Viewpoint: No convincing evidence health tourism is NHS burden

There is no convincing evidence that health tourism is a significant burden on the NHS, writes BMA deputy chairman Dr Kailash Chand.

Dr Chand: 'Limited evidence migrants or short-term visitors consuming large parts of NHS budget.'
Dr Chand: 'Limited evidence migrants or short-term visitors consuming large parts of NHS budget.'

Health tourism is defined as non-UK citizens travelling to the UK in order to access free NHS treatment. The group is not homogenous; it includes EEA visitors, asylum seekers, illegal immigrants, ex pats, etc.

The DH’s commissioned research puts the cost of health tourism at £2bn. Health secretary Jeremy Hunt believes that up to £500m could be recovered every year from a £200 per immigrant health levy/surcharge.

Such authoritative rhetoric based on uncertain estimates, and large number of assumptions amounts to nothing more than scaremongering. There is limited evidence to suggest that migrants or short-term visitors are consuming large parts of the NHS budget, and if anything it seems that ex pats cost the NHS more than any other group. Economic and social research categorically states that the extent of deliberate health tourism had been ‘hugely overstated’ and was in fact a ‘very small part of NHS expenditure’. 

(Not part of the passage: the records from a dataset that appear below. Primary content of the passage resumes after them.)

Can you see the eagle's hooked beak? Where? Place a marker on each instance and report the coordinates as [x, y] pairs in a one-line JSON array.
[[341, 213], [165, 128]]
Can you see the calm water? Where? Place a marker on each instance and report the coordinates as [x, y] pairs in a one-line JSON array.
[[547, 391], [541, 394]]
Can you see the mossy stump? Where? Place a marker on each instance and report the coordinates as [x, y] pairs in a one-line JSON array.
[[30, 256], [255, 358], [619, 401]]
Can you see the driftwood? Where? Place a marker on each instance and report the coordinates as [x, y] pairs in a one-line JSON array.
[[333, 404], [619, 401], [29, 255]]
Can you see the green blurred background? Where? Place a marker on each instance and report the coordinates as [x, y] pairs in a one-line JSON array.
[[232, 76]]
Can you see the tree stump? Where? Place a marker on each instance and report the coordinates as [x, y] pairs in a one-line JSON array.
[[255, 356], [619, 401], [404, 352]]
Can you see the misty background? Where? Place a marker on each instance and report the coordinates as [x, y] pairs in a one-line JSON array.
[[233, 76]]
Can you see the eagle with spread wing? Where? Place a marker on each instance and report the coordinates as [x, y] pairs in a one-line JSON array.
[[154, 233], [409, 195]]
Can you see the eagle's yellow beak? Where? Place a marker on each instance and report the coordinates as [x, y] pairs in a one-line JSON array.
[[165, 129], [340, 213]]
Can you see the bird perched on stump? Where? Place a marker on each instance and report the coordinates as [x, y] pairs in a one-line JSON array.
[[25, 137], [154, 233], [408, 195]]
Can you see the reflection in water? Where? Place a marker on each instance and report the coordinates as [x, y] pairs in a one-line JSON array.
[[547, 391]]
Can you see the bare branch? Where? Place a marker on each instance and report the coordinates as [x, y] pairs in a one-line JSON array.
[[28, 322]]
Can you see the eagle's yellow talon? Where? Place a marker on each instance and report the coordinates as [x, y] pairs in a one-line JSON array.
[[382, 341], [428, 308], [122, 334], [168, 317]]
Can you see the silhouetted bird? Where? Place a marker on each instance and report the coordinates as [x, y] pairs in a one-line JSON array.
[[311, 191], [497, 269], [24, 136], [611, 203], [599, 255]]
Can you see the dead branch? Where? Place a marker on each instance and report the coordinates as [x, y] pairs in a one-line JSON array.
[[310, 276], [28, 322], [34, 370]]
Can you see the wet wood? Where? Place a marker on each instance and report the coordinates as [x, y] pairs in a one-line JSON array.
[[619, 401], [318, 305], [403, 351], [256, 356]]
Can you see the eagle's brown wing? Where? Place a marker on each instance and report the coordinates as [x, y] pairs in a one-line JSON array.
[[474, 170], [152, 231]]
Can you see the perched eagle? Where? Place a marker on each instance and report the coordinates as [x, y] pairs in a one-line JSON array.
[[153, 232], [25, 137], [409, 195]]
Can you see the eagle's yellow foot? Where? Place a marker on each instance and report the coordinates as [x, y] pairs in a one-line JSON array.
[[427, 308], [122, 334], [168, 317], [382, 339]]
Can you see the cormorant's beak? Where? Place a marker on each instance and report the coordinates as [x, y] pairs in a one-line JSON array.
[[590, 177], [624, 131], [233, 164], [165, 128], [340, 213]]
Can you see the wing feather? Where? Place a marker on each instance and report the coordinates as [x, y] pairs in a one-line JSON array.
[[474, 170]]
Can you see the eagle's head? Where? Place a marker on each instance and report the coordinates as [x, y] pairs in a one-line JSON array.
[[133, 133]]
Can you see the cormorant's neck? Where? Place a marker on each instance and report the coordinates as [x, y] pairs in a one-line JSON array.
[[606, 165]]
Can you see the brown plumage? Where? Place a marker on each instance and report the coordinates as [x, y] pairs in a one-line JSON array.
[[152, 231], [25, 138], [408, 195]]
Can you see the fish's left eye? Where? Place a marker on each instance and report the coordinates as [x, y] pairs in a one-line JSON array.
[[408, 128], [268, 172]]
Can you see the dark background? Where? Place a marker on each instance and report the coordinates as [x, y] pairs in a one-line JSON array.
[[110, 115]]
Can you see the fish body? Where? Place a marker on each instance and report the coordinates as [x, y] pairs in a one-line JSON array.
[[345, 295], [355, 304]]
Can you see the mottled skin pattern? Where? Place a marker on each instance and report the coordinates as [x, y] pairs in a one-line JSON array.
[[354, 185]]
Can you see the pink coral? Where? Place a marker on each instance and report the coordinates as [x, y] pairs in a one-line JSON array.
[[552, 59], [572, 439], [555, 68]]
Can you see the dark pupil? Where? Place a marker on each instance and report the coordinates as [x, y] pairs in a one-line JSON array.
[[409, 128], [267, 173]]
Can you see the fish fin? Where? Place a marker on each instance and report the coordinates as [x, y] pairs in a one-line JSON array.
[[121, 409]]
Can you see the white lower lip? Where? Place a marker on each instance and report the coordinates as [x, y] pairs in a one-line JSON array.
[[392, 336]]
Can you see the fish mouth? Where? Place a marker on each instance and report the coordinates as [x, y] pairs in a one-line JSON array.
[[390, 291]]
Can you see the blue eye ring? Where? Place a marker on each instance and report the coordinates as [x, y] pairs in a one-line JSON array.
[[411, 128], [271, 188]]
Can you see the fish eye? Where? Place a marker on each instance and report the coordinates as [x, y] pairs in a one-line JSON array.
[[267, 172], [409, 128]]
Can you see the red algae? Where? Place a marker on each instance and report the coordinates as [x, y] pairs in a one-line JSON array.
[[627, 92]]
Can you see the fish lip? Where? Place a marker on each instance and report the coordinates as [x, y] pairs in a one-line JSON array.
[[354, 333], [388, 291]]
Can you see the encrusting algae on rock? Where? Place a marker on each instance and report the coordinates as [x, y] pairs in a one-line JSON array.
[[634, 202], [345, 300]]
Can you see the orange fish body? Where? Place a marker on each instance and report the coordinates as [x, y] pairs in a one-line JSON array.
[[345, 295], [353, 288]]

Further, the implementation and running costs haven’t been factored in at all. Patients are already required to provide proof of their residency in the area when they register with their GP. Anything more would result in another complicated layer of bureaucracy being introduced into general practice that is likely to draw on stretched time and resources that should be spent on treating patients. GPs are already under pressure from soaring patient demand, declining resources, and a proliferation of tick box targets; they do not have the time to act as border guards as well as doctors. This futile exercise will prolong waiting times for patients while the GP expends efforts into recovering the cost of treating his/her migrant population. It is also questionable whether the money recouped would actually cover the set-up costs in the first place.

The proposal of £200 health surcharge/levy per immigrant will be counterproductive, may legitimise use of the NHS and encourage greater use, and it may cost taxpayers more than the £200 recovered. In some groups, accessing treatment based on paying a surcharge might be a deterrent to seeking early medical help. Timely treatment keeps people out of hospital, stops the spread of infectious diseases such as tuberculosis, and ultimately saves money in future treatment costs. Denying healthcare to people who need it—including pregnant women, torture survivors, and people with communicable diseases—is simply inhumane and unacceptable.

The health secretary would be wise to concentrate on the major pressures on the NHS rather than being distracted by imposing an unworkable system of charging for health tourism. There is no scope from within primary care resource to implement this policy, which if it comes to fruition will just simply reduce their role to debt collectors at best or at worst would deter them from registering migrants and asylum seekers with their practice. Tampering with the core principle of the NHS being free at the point of delivery, runs the risk of shoving scarce resource on a minority issue, while the more meaty challenges facing the NHS remain unresolved.